- Other names: Mutasim Agha Jan
- Occupation: Taliban member
- Known for: Taliban Co Founder

= Agha Jan Motasim =

Mutasim Agha Jan was a prominent member of the Taliban's leadership and a member of the Quetta Shura.
During the Taliban's administration of Afghanistan he was the Minister of Finance.
Following their ouster he was a member of the Quetta Shura. Prior to the war in Afghanistan Motasim was the chair of the Quetta Shura's political committee.

In August 2010 Motasim was targeted by assassins and nearly died after advocating the Taliban should negotiate participation in Afghanistan's mainstream political process.
"My idea was I wanted a broad-based government, all political parties together and maybe some hard-liners among the Taliban in Afghanistan and in Pakistan didn't like to hear this and so they attacked me."

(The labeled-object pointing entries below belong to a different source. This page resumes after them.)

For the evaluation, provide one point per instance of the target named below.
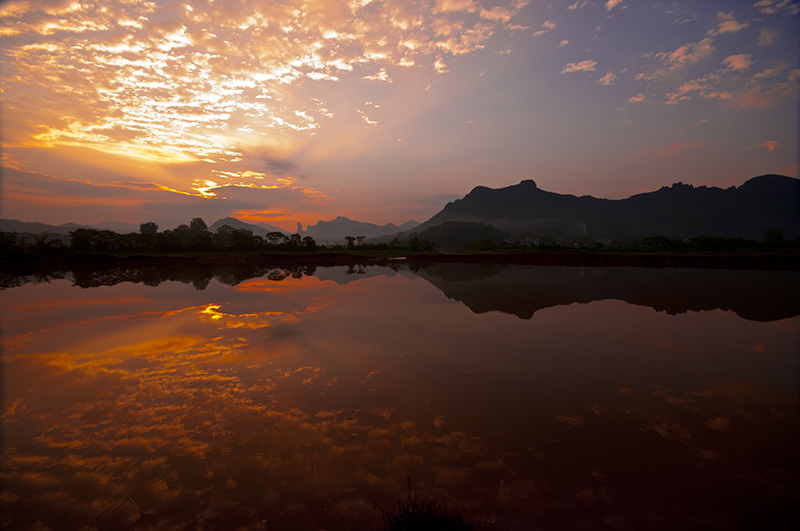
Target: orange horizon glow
(381, 110)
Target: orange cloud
(583, 66)
(673, 149)
(770, 145)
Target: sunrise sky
(382, 110)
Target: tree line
(194, 237)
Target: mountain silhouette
(679, 211)
(336, 229)
(258, 230)
(524, 290)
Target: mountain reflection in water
(301, 398)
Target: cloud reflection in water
(304, 403)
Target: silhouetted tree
(198, 225)
(773, 235)
(148, 228)
(276, 239)
(309, 244)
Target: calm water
(533, 397)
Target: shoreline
(723, 260)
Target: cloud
(688, 54)
(767, 94)
(766, 37)
(379, 77)
(583, 66)
(726, 24)
(548, 26)
(607, 79)
(673, 149)
(171, 84)
(770, 145)
(774, 7)
(738, 62)
(579, 4)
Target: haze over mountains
(679, 211)
(526, 211)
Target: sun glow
(174, 86)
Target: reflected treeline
(199, 275)
(513, 289)
(523, 290)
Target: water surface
(531, 397)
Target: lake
(310, 398)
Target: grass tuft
(423, 514)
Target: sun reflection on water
(307, 405)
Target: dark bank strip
(765, 261)
(27, 262)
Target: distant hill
(677, 211)
(336, 230)
(259, 230)
(522, 291)
(34, 227)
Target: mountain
(522, 291)
(336, 230)
(34, 227)
(117, 226)
(259, 230)
(677, 211)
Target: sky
(382, 110)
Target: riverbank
(29, 262)
(757, 261)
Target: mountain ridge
(677, 211)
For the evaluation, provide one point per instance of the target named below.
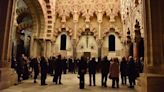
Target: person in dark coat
(82, 68)
(58, 70)
(44, 70)
(131, 72)
(123, 70)
(104, 71)
(35, 67)
(92, 71)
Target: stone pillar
(74, 41)
(129, 45)
(99, 48)
(42, 43)
(32, 47)
(152, 79)
(137, 39)
(7, 75)
(99, 31)
(48, 48)
(74, 44)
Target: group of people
(56, 66)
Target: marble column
(137, 39)
(74, 44)
(7, 75)
(152, 79)
(74, 41)
(99, 48)
(48, 48)
(32, 47)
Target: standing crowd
(111, 69)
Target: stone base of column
(8, 77)
(150, 83)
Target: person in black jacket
(92, 71)
(82, 68)
(104, 71)
(123, 70)
(35, 67)
(44, 70)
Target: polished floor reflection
(70, 84)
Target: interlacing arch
(92, 29)
(113, 29)
(63, 29)
(38, 23)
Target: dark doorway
(111, 43)
(63, 42)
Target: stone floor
(70, 84)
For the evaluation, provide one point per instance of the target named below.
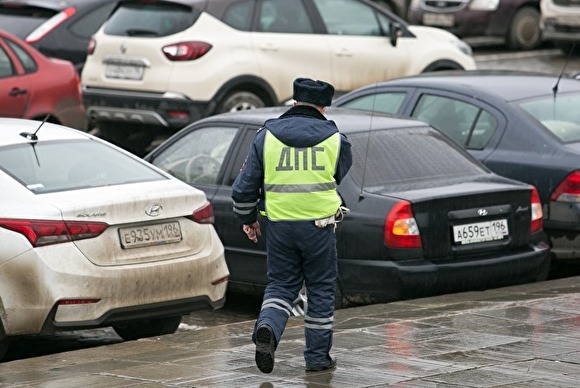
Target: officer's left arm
(344, 159)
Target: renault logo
(153, 210)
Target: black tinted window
(380, 102)
(6, 68)
(150, 19)
(86, 26)
(408, 155)
(25, 59)
(21, 21)
(239, 15)
(345, 17)
(283, 16)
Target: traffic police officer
(292, 170)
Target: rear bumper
(370, 281)
(30, 298)
(466, 23)
(168, 110)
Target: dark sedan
(57, 28)
(425, 218)
(514, 22)
(522, 126)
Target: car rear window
(408, 155)
(22, 20)
(143, 18)
(559, 114)
(53, 166)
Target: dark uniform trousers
(299, 251)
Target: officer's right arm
(248, 184)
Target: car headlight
(462, 46)
(484, 5)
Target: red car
(33, 86)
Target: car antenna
(555, 87)
(32, 136)
(361, 195)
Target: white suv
(163, 64)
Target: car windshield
(53, 166)
(407, 156)
(559, 114)
(151, 20)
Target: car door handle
(344, 53)
(268, 47)
(16, 91)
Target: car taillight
(537, 216)
(91, 46)
(204, 215)
(41, 31)
(186, 51)
(43, 232)
(401, 230)
(568, 190)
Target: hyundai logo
(153, 210)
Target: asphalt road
(241, 308)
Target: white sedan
(92, 236)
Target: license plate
(156, 234)
(438, 19)
(124, 72)
(480, 232)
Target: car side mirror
(395, 33)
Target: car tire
(524, 32)
(147, 328)
(240, 100)
(569, 49)
(4, 343)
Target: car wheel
(147, 328)
(3, 343)
(237, 101)
(524, 32)
(569, 49)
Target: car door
(361, 50)
(14, 87)
(286, 45)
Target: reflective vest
(299, 182)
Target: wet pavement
(521, 336)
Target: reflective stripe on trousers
(300, 252)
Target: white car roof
(11, 129)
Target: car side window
(6, 67)
(380, 102)
(343, 17)
(482, 132)
(466, 124)
(26, 60)
(284, 16)
(242, 153)
(197, 158)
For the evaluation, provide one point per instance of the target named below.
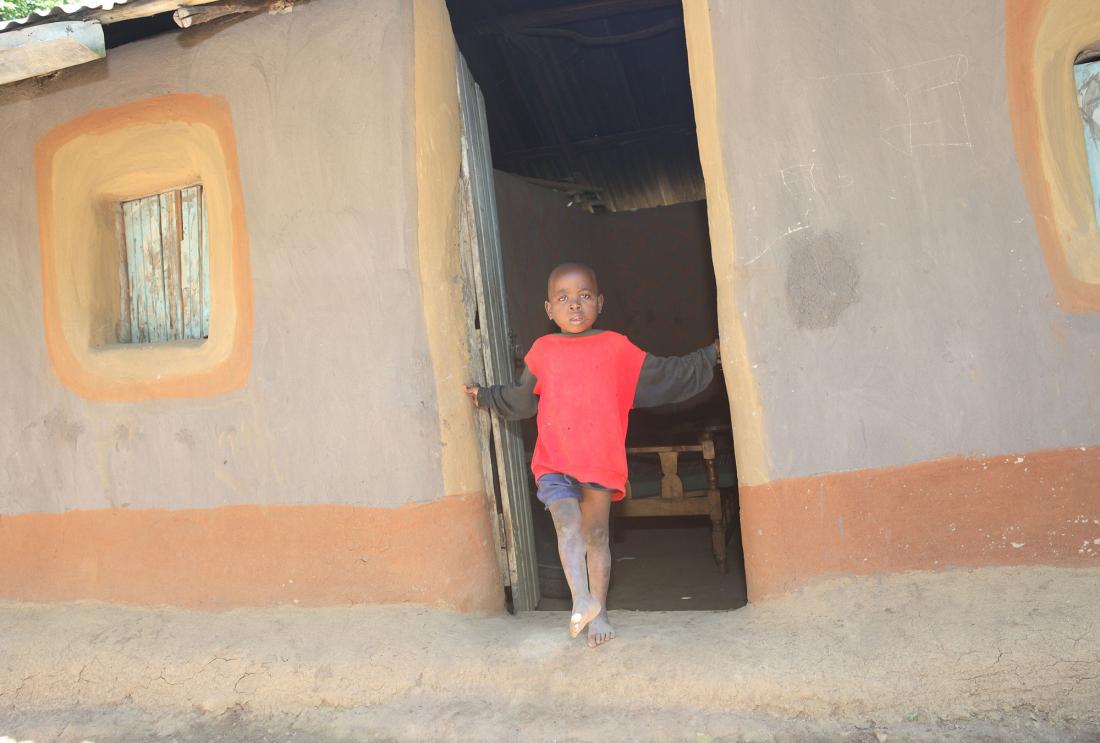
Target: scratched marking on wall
(935, 111)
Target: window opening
(1087, 79)
(165, 281)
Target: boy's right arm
(512, 402)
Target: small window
(165, 280)
(1087, 77)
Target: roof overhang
(69, 34)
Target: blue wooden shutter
(167, 268)
(1087, 76)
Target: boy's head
(573, 297)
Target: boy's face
(573, 298)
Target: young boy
(582, 383)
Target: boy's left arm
(671, 379)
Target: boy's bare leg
(595, 512)
(567, 522)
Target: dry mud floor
(989, 655)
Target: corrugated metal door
(492, 349)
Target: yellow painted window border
(1043, 39)
(85, 167)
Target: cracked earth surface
(989, 654)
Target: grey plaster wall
(895, 299)
(340, 404)
(653, 265)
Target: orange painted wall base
(438, 554)
(1036, 509)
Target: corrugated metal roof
(589, 91)
(105, 11)
(64, 12)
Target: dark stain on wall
(822, 279)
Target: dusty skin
(990, 654)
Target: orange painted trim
(438, 554)
(1036, 509)
(1023, 21)
(227, 373)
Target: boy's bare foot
(584, 611)
(601, 631)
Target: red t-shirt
(585, 386)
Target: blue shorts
(553, 487)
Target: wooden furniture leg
(671, 484)
(714, 504)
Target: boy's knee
(595, 535)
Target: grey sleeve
(512, 402)
(671, 379)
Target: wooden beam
(134, 10)
(583, 11)
(48, 47)
(185, 18)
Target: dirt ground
(988, 655)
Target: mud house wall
(653, 265)
(317, 479)
(919, 392)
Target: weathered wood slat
(191, 271)
(166, 283)
(135, 271)
(150, 215)
(171, 238)
(125, 305)
(205, 261)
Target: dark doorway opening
(593, 143)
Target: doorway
(591, 127)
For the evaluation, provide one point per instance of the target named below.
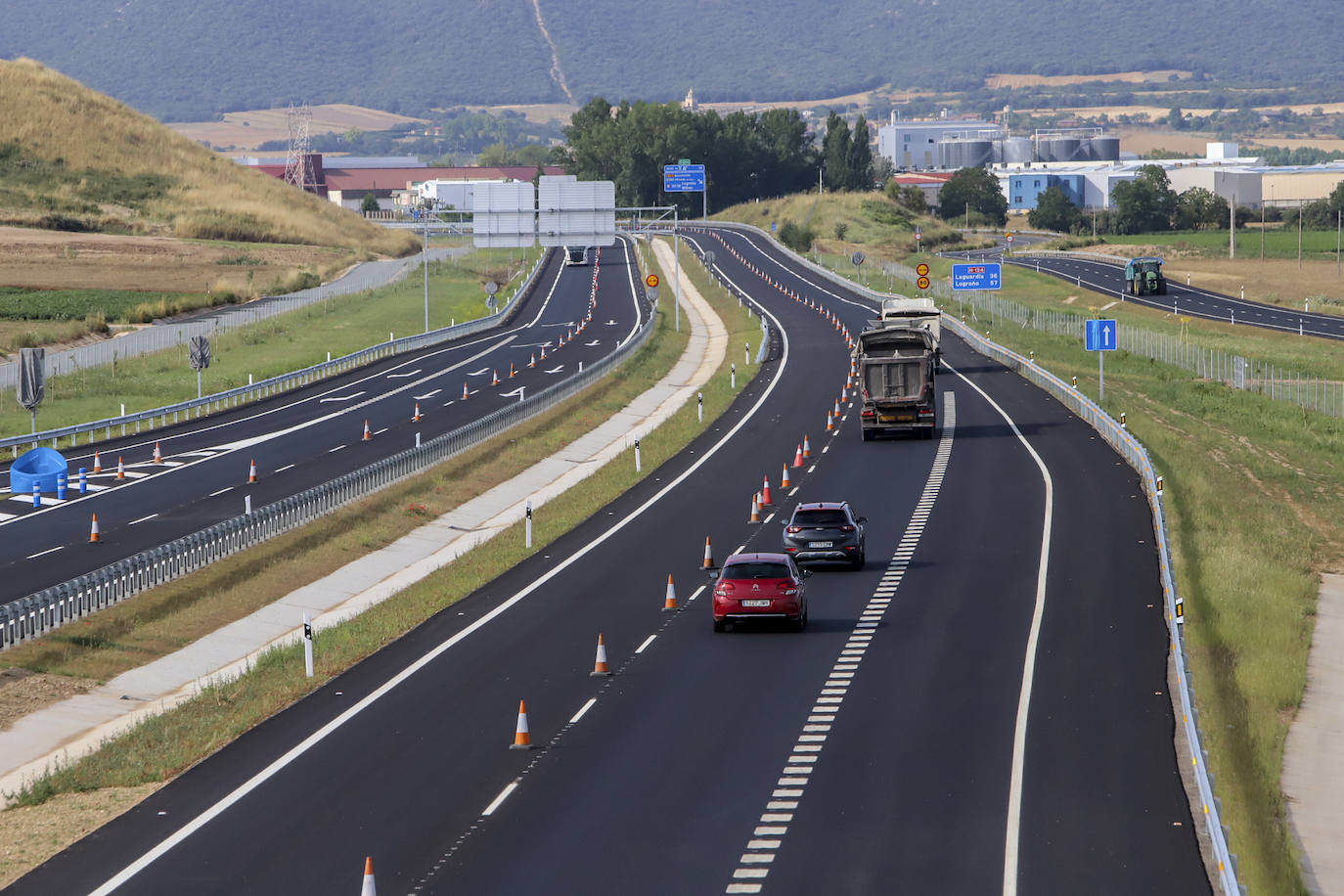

In May 2012 Motasim told the Associated Press he regretted the assassination of Arsala Rahmani, a former Taliban Deputy Minister who served under Afghanistan's President Hamid Karzai.

In 2012, Motasim blamed the breakdown of negotiations with the Taliban on the USA's apparent unwillingness or inability to honor assurances that it would release Taliban captives.

Motasim was followed by rumors of financial corruption, both as Finance Minister, while on the Quetta Shura—rumors that triggered his ouster in 2009.